Once at home, she darted into the house and up to her own room, where, after she had wept her weep out alone, and something of the burden from her heart, she sat down to think.
Her cheeks burned hotly every time she recalled her father’s light words.
“Earle Wayne my lover!” she murmured, with tremulous lips, and burying her face in her hands, with a feeling of shame that she should dare to think of it, when Earle, doubtless, had never dreamed of such a thing himself.
Nevertheless, the words possessed a strange fascination for her.
When she knelt in prayer and spoke his name, claiming Heaven’s tenderest care for the smitten one, the burning flush returned to her cheek, the thrill to her heart.
“Earle Wayne my lover!” she repeated, softly, as she laid her head upon her pillow, and her dreams were full of a manly face, with deep, dark eyes, in which shone a light tender and true, with lips that wore a smile as sweet and gentle as a woman’s, but such as no woman’s ever wore for her.
She still seemed to feel the clasp of his hand, the charm of his low spoken words, and the music of his voice and, when at length she awoke with the break of day, she was gay, careless Editha Dalton no longer.
A graver, quieter light looked out of her sunny eyes as she arose and dressed; lines of firmness and decision had settled about the smiling, happy mouth, and all the world had a deeper meaning for her than ever before.

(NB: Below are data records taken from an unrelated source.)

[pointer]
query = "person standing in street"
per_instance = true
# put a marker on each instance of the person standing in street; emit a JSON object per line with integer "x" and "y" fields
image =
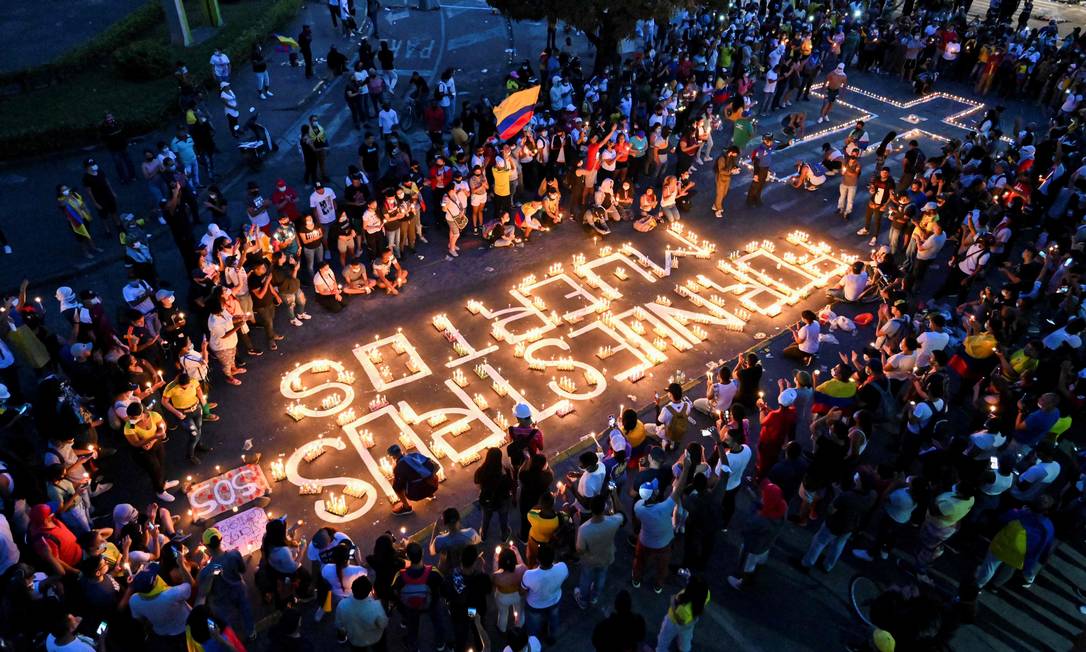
{"x": 725, "y": 166}
{"x": 221, "y": 65}
{"x": 261, "y": 70}
{"x": 761, "y": 160}
{"x": 101, "y": 195}
{"x": 116, "y": 143}
{"x": 305, "y": 47}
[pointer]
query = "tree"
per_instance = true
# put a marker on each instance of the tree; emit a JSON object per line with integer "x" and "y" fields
{"x": 605, "y": 23}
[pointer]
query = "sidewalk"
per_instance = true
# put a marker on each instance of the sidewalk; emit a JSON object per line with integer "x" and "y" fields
{"x": 464, "y": 37}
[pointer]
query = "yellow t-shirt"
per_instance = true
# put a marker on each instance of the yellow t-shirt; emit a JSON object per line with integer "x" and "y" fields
{"x": 139, "y": 435}
{"x": 181, "y": 397}
{"x": 636, "y": 436}
{"x": 981, "y": 346}
{"x": 542, "y": 528}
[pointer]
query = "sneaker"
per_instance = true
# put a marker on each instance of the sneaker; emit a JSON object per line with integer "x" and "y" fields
{"x": 100, "y": 489}
{"x": 579, "y": 599}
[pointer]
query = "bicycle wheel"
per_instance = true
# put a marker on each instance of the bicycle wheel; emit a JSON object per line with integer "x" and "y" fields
{"x": 862, "y": 590}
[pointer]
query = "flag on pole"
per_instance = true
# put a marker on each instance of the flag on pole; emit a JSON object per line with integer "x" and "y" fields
{"x": 515, "y": 111}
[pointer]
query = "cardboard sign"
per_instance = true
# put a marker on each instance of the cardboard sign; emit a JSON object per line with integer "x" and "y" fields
{"x": 243, "y": 531}
{"x": 232, "y": 489}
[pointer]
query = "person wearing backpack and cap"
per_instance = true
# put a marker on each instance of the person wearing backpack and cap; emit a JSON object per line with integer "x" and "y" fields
{"x": 778, "y": 427}
{"x": 418, "y": 590}
{"x": 414, "y": 477}
{"x": 165, "y": 609}
{"x": 672, "y": 416}
{"x": 526, "y": 431}
{"x": 222, "y": 582}
{"x": 761, "y": 159}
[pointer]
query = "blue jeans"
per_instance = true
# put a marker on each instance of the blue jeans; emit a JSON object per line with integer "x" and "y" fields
{"x": 591, "y": 582}
{"x": 537, "y": 617}
{"x": 823, "y": 538}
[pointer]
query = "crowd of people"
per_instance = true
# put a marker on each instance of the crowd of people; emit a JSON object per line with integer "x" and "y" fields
{"x": 948, "y": 428}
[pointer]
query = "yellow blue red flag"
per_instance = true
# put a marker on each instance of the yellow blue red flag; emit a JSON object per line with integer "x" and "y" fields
{"x": 515, "y": 111}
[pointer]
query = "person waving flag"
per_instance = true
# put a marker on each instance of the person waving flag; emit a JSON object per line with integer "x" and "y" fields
{"x": 515, "y": 111}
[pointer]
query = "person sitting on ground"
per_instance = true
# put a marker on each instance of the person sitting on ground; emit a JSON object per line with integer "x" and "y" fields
{"x": 808, "y": 175}
{"x": 500, "y": 232}
{"x": 854, "y": 286}
{"x": 414, "y": 477}
{"x": 526, "y": 217}
{"x": 327, "y": 290}
{"x": 355, "y": 279}
{"x": 388, "y": 273}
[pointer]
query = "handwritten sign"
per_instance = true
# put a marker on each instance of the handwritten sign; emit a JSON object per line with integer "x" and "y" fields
{"x": 243, "y": 531}
{"x": 223, "y": 492}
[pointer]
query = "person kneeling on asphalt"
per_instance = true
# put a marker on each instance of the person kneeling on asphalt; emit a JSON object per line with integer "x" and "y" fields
{"x": 414, "y": 478}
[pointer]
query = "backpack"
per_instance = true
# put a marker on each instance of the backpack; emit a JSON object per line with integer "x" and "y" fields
{"x": 415, "y": 593}
{"x": 426, "y": 484}
{"x": 677, "y": 427}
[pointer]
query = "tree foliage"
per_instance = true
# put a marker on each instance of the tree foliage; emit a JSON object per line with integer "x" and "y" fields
{"x": 604, "y": 22}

“Standing, with reluctant feet,
Where the brook and river meet,
Womanhood and childhood fleet.”
It was as if she had suddenly turned a new page within her heart, and read thereon something which was to make her life in the future more beautiful and sacred, and yet which brought with the knowledge something of regret for the bright and careless days now gone forever.
She remembered that this was Earle’s first day in prison—the first of those long, long three years—and the tears sprang to her eyes, a sob trembled on her lips.
It was only a few hours since she had seen him, but it seemed as if weeks had passed; and, if they had been so long to her, what must they have been to him?
Could he ever endure it? Could she ever wait with patience so long?
She could not go to him—he had said he could not bear to have her see him there—and so she had nothing to do but wait.
“But I will not forget him,” she murmured; “let Papa say what he may, I have promised to be a friend to him, and I shall keep my promise. He has no one in all the world or seems to have no one, save Uncle Richard and me. Every week I will send him something, just to let him know that there is one, at least, who cares a little and is sorry for him.”